In the 68 receiving a single MRI-guided SRS treatment and no other cranial radiotherapy, there were no cases of visual loss. Overall, there were six cases of reduced visual acuity. Of these, four had undergone CT-guided treatment (historical mode of targeting prior to MRI being available), and two had had MRI-guided treatment and more than one radiation treatment. In the CT-guided treatment group 31% (4/13) developed loss of acuity, whereas 2.1% (2/91) developed reduced acuity after MRI-guided SRS and other pituitary radiation. CT-guided treatment was significantly associated with loss of visual acuity (p = 0.008; Fisher’s exact test, two-tailed), odds ratio 17.6 (95% 3.5–96.1). Repeat radiation treatment (of any type) was associated with reduced visual acuity (p = 0.04; Fisher’s exact test, two-tailed) with odds ratio of 6.5 (95% 1.4–35.2).

Visual complications were also associated with the number of interventions (i.e. surgery/radiation) undertaken to achieve growth hormone control, irrespective of treatment modality (Supplementary table I; p = 0.0001). There was an isolated case of trigeminal neuralgia in a patient who had MRI-guided SRS five years after fractionated radiotherapy.

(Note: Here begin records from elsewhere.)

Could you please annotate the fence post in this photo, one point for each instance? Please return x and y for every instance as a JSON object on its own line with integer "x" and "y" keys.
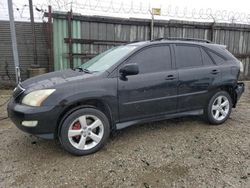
{"x": 50, "y": 39}
{"x": 212, "y": 32}
{"x": 70, "y": 38}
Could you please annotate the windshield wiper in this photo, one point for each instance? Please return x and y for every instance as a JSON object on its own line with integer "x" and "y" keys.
{"x": 82, "y": 70}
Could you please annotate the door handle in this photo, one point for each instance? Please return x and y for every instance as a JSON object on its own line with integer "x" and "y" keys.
{"x": 170, "y": 77}
{"x": 215, "y": 71}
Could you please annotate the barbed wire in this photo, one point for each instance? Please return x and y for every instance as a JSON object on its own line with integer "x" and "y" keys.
{"x": 128, "y": 9}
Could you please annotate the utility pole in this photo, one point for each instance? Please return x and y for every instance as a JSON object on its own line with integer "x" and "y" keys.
{"x": 13, "y": 40}
{"x": 33, "y": 33}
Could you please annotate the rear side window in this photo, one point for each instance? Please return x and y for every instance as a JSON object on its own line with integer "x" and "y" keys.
{"x": 218, "y": 59}
{"x": 188, "y": 56}
{"x": 152, "y": 59}
{"x": 206, "y": 59}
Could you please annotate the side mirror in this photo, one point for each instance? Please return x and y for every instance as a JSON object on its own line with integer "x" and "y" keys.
{"x": 129, "y": 69}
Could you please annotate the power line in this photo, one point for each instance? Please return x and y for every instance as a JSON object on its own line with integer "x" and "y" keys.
{"x": 140, "y": 9}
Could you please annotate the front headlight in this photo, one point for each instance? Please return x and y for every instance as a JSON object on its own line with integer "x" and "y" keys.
{"x": 35, "y": 98}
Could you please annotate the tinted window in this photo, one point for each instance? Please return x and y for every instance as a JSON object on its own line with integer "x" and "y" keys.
{"x": 218, "y": 59}
{"x": 152, "y": 59}
{"x": 206, "y": 59}
{"x": 188, "y": 56}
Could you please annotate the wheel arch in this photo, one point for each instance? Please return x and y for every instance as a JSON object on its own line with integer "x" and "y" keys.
{"x": 87, "y": 103}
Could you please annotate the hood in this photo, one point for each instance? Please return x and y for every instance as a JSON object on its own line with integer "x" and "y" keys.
{"x": 54, "y": 79}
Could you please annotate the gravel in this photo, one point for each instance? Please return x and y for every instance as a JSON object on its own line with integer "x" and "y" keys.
{"x": 184, "y": 152}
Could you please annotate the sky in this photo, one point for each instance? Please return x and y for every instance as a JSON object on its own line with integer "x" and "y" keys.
{"x": 221, "y": 10}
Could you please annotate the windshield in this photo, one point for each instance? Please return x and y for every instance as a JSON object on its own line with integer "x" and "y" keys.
{"x": 105, "y": 60}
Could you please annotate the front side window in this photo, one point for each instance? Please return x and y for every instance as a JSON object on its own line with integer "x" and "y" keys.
{"x": 218, "y": 59}
{"x": 152, "y": 59}
{"x": 105, "y": 60}
{"x": 188, "y": 56}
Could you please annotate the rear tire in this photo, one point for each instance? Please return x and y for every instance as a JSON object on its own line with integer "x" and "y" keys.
{"x": 219, "y": 108}
{"x": 84, "y": 131}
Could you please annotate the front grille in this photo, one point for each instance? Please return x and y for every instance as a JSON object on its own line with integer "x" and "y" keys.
{"x": 18, "y": 91}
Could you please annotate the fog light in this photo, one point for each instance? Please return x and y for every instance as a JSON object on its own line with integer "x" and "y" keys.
{"x": 29, "y": 123}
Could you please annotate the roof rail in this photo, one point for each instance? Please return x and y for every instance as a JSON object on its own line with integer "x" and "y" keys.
{"x": 182, "y": 39}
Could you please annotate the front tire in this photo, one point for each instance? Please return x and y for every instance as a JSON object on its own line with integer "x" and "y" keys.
{"x": 219, "y": 108}
{"x": 84, "y": 131}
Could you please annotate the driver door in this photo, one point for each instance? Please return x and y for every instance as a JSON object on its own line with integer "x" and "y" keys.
{"x": 153, "y": 91}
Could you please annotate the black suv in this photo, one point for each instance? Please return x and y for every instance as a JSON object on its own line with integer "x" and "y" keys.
{"x": 130, "y": 84}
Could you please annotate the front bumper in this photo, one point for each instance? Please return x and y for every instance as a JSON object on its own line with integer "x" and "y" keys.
{"x": 46, "y": 116}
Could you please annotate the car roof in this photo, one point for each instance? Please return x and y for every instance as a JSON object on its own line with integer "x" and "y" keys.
{"x": 199, "y": 42}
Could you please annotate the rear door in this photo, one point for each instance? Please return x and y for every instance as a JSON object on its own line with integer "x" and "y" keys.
{"x": 197, "y": 75}
{"x": 154, "y": 90}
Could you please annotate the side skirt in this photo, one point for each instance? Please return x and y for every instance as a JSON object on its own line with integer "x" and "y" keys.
{"x": 158, "y": 118}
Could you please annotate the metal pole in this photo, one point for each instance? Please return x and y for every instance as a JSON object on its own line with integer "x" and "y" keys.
{"x": 71, "y": 62}
{"x": 33, "y": 33}
{"x": 50, "y": 39}
{"x": 14, "y": 43}
{"x": 152, "y": 26}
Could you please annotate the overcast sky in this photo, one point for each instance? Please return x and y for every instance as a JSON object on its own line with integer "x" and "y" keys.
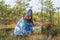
{"x": 34, "y": 3}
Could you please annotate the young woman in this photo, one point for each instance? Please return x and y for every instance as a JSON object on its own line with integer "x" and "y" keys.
{"x": 24, "y": 25}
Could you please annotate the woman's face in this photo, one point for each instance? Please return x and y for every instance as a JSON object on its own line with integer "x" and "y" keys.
{"x": 27, "y": 17}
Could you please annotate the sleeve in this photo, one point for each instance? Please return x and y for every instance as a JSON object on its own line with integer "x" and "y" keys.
{"x": 19, "y": 29}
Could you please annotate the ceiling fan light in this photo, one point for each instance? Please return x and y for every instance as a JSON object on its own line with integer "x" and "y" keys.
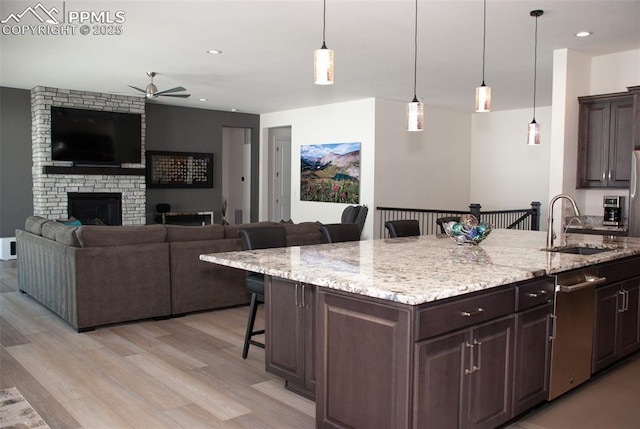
{"x": 533, "y": 133}
{"x": 483, "y": 98}
{"x": 415, "y": 115}
{"x": 323, "y": 66}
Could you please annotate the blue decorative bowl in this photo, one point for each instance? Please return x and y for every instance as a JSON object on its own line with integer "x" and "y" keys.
{"x": 467, "y": 230}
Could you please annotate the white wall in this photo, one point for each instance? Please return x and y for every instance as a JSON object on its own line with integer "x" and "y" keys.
{"x": 334, "y": 123}
{"x": 506, "y": 173}
{"x": 615, "y": 72}
{"x": 427, "y": 169}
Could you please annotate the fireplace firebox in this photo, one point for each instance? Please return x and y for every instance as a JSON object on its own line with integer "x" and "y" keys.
{"x": 96, "y": 208}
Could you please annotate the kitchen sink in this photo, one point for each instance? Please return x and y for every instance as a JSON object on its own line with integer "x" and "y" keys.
{"x": 580, "y": 250}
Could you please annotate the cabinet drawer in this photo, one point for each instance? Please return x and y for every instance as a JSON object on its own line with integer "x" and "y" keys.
{"x": 441, "y": 318}
{"x": 536, "y": 292}
{"x": 620, "y": 270}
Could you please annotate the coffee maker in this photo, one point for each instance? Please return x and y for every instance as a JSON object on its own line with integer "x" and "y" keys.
{"x": 613, "y": 210}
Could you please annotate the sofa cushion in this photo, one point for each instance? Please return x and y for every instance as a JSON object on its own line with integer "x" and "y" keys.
{"x": 107, "y": 236}
{"x": 67, "y": 235}
{"x": 194, "y": 233}
{"x": 33, "y": 224}
{"x": 49, "y": 229}
{"x": 231, "y": 231}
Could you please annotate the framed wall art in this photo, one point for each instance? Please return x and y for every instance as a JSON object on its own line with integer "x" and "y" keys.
{"x": 179, "y": 169}
{"x": 330, "y": 172}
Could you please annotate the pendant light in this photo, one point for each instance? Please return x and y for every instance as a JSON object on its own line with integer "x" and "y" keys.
{"x": 323, "y": 57}
{"x": 415, "y": 109}
{"x": 533, "y": 133}
{"x": 483, "y": 92}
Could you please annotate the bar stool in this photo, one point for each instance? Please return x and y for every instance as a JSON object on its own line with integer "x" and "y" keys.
{"x": 340, "y": 232}
{"x": 258, "y": 237}
{"x": 402, "y": 228}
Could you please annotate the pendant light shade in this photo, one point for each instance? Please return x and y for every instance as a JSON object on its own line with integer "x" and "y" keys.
{"x": 415, "y": 109}
{"x": 323, "y": 57}
{"x": 483, "y": 98}
{"x": 533, "y": 132}
{"x": 415, "y": 115}
{"x": 483, "y": 92}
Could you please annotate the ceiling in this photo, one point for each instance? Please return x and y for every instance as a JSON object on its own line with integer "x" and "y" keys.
{"x": 267, "y": 48}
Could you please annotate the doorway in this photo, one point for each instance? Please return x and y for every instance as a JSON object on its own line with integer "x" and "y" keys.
{"x": 280, "y": 173}
{"x": 236, "y": 173}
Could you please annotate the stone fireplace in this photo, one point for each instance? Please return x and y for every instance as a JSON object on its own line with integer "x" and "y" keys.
{"x": 54, "y": 181}
{"x": 96, "y": 208}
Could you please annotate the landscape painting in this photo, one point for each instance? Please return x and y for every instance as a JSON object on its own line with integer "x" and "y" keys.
{"x": 330, "y": 173}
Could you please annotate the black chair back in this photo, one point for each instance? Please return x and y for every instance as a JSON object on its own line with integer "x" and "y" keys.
{"x": 402, "y": 228}
{"x": 340, "y": 232}
{"x": 263, "y": 237}
{"x": 442, "y": 220}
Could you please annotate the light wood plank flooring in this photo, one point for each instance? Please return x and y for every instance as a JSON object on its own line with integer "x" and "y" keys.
{"x": 187, "y": 373}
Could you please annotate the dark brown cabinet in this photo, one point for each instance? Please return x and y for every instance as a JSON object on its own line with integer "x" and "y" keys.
{"x": 532, "y": 358}
{"x": 464, "y": 378}
{"x": 617, "y": 324}
{"x": 605, "y": 140}
{"x": 290, "y": 334}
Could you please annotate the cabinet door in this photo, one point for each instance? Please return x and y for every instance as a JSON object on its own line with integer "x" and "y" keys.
{"x": 606, "y": 326}
{"x": 629, "y": 323}
{"x": 490, "y": 385}
{"x": 532, "y": 358}
{"x": 442, "y": 366}
{"x": 593, "y": 144}
{"x": 605, "y": 141}
{"x": 620, "y": 143}
{"x": 284, "y": 335}
{"x": 309, "y": 333}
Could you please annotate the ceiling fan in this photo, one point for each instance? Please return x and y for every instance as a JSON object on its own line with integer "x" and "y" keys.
{"x": 151, "y": 92}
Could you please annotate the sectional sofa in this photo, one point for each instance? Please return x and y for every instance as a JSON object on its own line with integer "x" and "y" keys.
{"x": 97, "y": 275}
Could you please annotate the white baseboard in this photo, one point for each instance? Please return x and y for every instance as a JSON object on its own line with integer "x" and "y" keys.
{"x": 7, "y": 248}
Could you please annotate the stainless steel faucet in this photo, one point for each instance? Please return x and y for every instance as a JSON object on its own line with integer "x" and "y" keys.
{"x": 576, "y": 212}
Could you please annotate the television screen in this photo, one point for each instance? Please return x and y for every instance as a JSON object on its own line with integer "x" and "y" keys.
{"x": 93, "y": 137}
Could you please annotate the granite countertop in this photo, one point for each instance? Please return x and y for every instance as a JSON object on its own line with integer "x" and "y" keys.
{"x": 593, "y": 223}
{"x": 416, "y": 270}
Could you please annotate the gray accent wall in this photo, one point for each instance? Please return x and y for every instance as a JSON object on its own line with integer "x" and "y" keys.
{"x": 182, "y": 129}
{"x": 16, "y": 197}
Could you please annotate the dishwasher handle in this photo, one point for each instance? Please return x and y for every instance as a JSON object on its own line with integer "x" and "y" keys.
{"x": 589, "y": 282}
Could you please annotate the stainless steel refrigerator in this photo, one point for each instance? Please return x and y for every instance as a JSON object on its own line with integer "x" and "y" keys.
{"x": 634, "y": 196}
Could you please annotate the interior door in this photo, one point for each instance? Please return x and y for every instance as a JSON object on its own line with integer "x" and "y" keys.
{"x": 280, "y": 149}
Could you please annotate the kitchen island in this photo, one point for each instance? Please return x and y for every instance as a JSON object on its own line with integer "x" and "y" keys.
{"x": 417, "y": 331}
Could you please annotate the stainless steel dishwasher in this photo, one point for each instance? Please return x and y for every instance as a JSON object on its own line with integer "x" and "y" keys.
{"x": 573, "y": 319}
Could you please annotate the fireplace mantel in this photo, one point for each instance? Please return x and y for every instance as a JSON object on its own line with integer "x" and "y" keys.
{"x": 113, "y": 171}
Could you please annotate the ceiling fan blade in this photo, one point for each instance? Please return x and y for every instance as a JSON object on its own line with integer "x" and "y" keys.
{"x": 175, "y": 95}
{"x": 167, "y": 91}
{"x": 136, "y": 88}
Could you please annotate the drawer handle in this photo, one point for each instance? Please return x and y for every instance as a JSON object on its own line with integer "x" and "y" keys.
{"x": 472, "y": 313}
{"x": 538, "y": 294}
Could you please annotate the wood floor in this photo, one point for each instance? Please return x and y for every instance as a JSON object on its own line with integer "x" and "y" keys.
{"x": 187, "y": 373}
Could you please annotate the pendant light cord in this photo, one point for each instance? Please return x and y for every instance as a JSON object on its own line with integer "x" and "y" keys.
{"x": 535, "y": 67}
{"x": 484, "y": 38}
{"x": 415, "y": 55}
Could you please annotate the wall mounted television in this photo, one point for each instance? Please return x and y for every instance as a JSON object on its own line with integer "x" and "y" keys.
{"x": 94, "y": 137}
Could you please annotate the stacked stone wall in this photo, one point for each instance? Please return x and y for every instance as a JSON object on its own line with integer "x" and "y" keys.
{"x": 50, "y": 190}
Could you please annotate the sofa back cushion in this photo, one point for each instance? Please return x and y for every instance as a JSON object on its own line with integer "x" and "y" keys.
{"x": 194, "y": 233}
{"x": 107, "y": 236}
{"x": 33, "y": 224}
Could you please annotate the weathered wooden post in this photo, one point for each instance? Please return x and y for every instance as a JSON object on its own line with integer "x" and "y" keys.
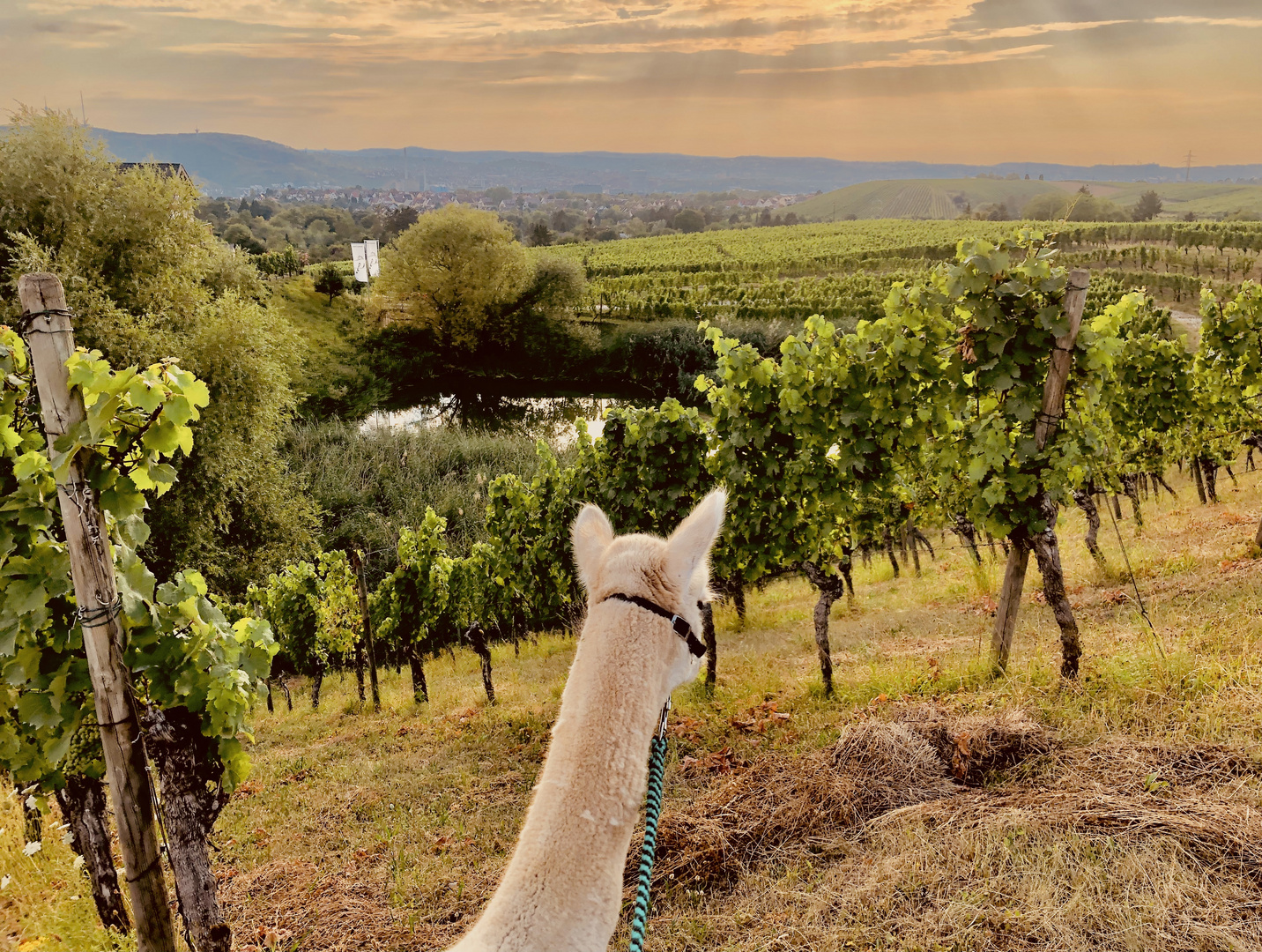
{"x": 1043, "y": 543}
{"x": 357, "y": 564}
{"x": 50, "y": 340}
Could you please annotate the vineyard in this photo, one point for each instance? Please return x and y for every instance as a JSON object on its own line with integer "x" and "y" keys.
{"x": 972, "y": 391}
{"x": 843, "y": 271}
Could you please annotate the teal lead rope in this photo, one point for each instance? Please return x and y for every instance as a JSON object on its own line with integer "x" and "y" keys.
{"x": 657, "y": 770}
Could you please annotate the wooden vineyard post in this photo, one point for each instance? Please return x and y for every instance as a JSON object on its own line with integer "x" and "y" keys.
{"x": 1010, "y": 601}
{"x": 1019, "y": 554}
{"x": 357, "y": 564}
{"x": 50, "y": 340}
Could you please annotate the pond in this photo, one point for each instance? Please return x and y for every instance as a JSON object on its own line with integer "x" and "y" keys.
{"x": 552, "y": 418}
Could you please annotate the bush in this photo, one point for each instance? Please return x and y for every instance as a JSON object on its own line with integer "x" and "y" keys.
{"x": 330, "y": 280}
{"x": 145, "y": 280}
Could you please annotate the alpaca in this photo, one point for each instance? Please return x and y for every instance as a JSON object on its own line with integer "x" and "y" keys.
{"x": 563, "y": 887}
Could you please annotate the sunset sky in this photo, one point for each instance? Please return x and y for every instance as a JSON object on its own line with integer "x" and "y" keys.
{"x": 1077, "y": 81}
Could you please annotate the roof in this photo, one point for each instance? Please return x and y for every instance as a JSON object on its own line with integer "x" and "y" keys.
{"x": 163, "y": 168}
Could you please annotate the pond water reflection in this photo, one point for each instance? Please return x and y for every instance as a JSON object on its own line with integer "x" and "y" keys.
{"x": 552, "y": 418}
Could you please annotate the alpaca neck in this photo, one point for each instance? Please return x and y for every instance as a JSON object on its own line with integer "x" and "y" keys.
{"x": 563, "y": 887}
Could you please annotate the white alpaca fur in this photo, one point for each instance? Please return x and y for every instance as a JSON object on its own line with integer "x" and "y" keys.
{"x": 563, "y": 885}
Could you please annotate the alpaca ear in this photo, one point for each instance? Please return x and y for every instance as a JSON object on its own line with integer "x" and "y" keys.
{"x": 691, "y": 543}
{"x": 590, "y": 537}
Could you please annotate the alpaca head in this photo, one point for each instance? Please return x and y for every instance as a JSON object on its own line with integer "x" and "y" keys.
{"x": 672, "y": 572}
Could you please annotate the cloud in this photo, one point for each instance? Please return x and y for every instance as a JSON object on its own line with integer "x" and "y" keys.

Forty-three (41%) of the 104 patients had abnormal pituitary function prior to SRS treatment. Seven out of 104 patients required hormone replacement in 3 axes (thyroxine/cortisol/sex hormones) prior to treatment. In the remaining ninety-seven patients, 34 (38%) developed a new deficit in at least one axis after SRS. Of the 65 with normal pituitary function, 23 developed a new pituitary axis deficit (Supplementary table I). Overall, 46% (16/35) males with normal gonadal function pre-SRS developed hypogonadism, 26% (21/81) of euthyroid patients developed new thyroid deficiency and 19% (15/77) with normal corticotroph function developed new cortisol deficiency after SRS (Fig. 3). At 4 and 20 years, 25% and 50% of the cohort had developed a new axis deficit, respectively. The overall prevalence of pituitary dysfunction (all cause) in this cohort was 63% (66/104) at last follow up. Time for 25% of the population to develop hypogonadism (males only), hypothyroidism, and hypocortisolism was 5, 12, and 21 years, respectively. New onset of hypopituitarism occurred as late as 16-, 20-, and 21.2-years post SRS in the gonadal, thyrotroph, and corticotroph axes, respectively. There was an association between the severity (axes affected) and the number of interventions received (p = 0.007) (Supplementary Table I). A breakdown of pre and post SRS anterior pituitary deficits is provided in Supplementary Table II.

Fig. 3

Onset of anterior pituitary axis deficit in our cohort over time. Seven patients had deficits in all 3 axes prior to stereotactic radiosurgery (SRS). Dotted lines represent 95% confidence intervals. a Incidence of hypopituitarism post SRS (excluding patients with panhypopituitarism pre-SRS) (34/97) b Incidence of testosterone replacement post SRS (16/35) c Incidence of thyroxine replacement therapy post-SRS (21/81) d Incidence of cortisol replacement therapy post-SRS (15/77)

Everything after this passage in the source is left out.